SVM (margin intuition, kernel trick)

The margin intuition

A Support Vector Machine (SVM) is a classifier that finds the decision boundary with the largest possible gap — the margin — between the two classes.

Many boundaries can separate two linearly separable classes. Logistic regression picks one based on maximum likelihood. The SVM picks the one that is furthest from the nearest points of each class. The idea: a wider margin means the boundary is less likely to be disrupted by small changes in the data or new examples near the boundary.

The boundary is a hyperplane ( $\mathbf{w}^T\mathbf{x} + b = 0$ ). The margin is the perpendicular distance from the hyperplane to the nearest training examples on each side. Those nearest examples — the ones that would change the boundary if moved — are the support vectors.

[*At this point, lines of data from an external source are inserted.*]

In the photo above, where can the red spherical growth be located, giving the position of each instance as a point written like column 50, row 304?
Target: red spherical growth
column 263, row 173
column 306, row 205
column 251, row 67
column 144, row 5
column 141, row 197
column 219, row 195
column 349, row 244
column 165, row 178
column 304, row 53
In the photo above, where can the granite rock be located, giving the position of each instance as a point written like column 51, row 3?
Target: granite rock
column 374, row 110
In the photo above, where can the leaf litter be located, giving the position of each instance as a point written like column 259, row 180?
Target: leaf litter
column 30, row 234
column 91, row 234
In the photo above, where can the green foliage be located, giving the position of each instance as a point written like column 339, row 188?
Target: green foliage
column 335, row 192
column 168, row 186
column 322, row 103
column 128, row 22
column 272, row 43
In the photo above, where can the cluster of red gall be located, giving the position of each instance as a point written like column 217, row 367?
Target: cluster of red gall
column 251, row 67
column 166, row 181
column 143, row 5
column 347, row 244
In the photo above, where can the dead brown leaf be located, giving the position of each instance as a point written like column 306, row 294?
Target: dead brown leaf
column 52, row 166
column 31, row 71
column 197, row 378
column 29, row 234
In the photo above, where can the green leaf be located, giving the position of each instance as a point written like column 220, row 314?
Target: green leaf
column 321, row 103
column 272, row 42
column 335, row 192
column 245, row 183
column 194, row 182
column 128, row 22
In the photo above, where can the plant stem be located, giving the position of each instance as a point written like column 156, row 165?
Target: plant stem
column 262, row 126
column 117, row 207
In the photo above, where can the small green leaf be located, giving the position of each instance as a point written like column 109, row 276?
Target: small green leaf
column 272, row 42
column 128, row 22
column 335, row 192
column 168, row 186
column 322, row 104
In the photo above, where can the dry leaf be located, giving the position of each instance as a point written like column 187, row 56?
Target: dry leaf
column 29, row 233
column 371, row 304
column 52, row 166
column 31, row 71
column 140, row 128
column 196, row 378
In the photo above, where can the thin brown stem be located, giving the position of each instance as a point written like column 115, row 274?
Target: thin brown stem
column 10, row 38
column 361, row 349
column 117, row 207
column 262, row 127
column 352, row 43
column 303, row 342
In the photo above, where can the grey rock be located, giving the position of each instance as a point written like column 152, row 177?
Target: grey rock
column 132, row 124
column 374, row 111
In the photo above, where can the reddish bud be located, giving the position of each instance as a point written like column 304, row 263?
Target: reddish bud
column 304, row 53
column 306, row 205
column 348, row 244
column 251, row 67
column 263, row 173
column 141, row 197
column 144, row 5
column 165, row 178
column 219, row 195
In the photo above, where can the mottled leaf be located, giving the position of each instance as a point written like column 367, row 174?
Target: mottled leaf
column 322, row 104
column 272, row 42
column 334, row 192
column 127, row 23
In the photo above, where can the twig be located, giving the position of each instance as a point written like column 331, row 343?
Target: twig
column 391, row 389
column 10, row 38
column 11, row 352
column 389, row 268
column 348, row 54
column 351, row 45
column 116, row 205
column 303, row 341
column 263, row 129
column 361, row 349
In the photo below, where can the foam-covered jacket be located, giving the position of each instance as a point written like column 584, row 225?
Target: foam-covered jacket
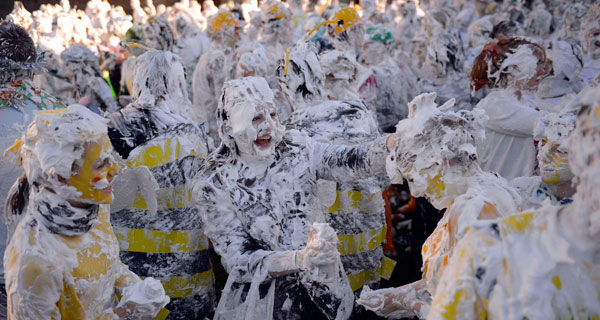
column 18, row 102
column 249, row 217
column 530, row 265
column 50, row 275
column 169, row 245
column 356, row 209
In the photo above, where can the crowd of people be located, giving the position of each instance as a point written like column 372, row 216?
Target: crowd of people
column 430, row 159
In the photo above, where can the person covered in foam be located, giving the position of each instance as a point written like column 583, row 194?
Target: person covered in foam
column 19, row 99
column 216, row 65
column 83, row 71
column 155, row 132
column 62, row 262
column 555, row 179
column 257, row 196
column 540, row 264
column 355, row 210
column 510, row 67
column 154, row 34
column 436, row 154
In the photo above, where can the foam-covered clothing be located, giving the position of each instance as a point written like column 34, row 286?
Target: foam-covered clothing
column 250, row 218
column 524, row 266
column 355, row 210
column 53, row 276
column 169, row 245
column 488, row 197
column 18, row 102
column 533, row 192
column 508, row 149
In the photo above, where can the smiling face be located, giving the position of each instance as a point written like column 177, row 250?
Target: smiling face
column 255, row 128
column 93, row 178
column 553, row 163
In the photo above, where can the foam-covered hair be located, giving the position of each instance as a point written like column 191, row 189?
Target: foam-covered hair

Every other training point is irrelevant; the solution depends only on the support vectors.

The optimization problem

Maximizing the margin is equivalent to minimizing $\|\mathbf{w}\|^2$ subject to all training examples satisfying $y^{(i)}(\mathbf{w}^T \mathbf{x}^{(i)} + b) \geq 1$ . This is a convex quadratic program with a unique global solution — no local minima.

Soft margins and the C parameter

Real data is rarely cleanly separable. The soft-margin SVM allows some examples to violate the margin, penalizing violations by a parameter $C$ :

$\min \frac{1}{2}\|\mathbf{w}\|^2 + C \sum_i \xi_i$

Large $C$ : violations are costly — the model tries hard to classify everything correctly, resulting in a narrower margin. High variance, low bias.
Small $C$ : violations are tolerated — the model prioritizes a wide margin. Higher bias, lower variance.

$C$ is the primary hyperparameter to tune, always via cross-validation.

The kernel trick

A linear SVM can only learn a straight boundary. For non-linearly separable data, the kernel trick allows the SVM to operate in a higher-dimensional feature space — where a linear boundary might separate the classes — without explicitly computing the transformation.

The SVM's predictions depend only on dot products between training examples: $\mathbf{x}^{(i)} \cdot \mathbf{x}^{(j)}$ . A kernel function $K(\mathbf{x}^{(i)}, \mathbf{x}^{(j)})$ computes the dot product in a transformed space without ever building that space explicitly.

Common kernels:

Linear: $K(\mathbf{x}, \mathbf{z}) = \mathbf{x}^T\mathbf{z}$ — no transformation. Use for high-dimensional data (text).
RBF (Gaussian): $K(\mathbf{x}, \mathbf{z}) = \exp(-\gamma\|\mathbf{x}-\mathbf{z}\|^2)$ — corresponds to an infinite-dimensional space. The most versatile kernel; controlled by $\gamma$ (width of influence per support vector).
Polynomial: $K(\mathbf{x}, \mathbf{z}) = (\mathbf{x}^T\mathbf{z} + r)^d$ — captures polynomial feature interactions up to degree $d$ .

Practical considerations

Feature scaling is mandatory for RBF and polynomial kernels. Distance-based kernels are dominated by features with large numerical ranges.
SVMs scale poorly to large datasets — training is $O(m^2)$ to $O(m^3)$ . For more than ~100k examples, use LinearSVC or switch to logistic regression.
SVMs do not natively produce probabilities. Platt scaling (fitting a logistic regression on the output scores) adds calibration at extra cost.

SVMs are most useful for small-to-medium datasets with non-linear structure, and for high-dimensional sparse data (text) with a linear kernel.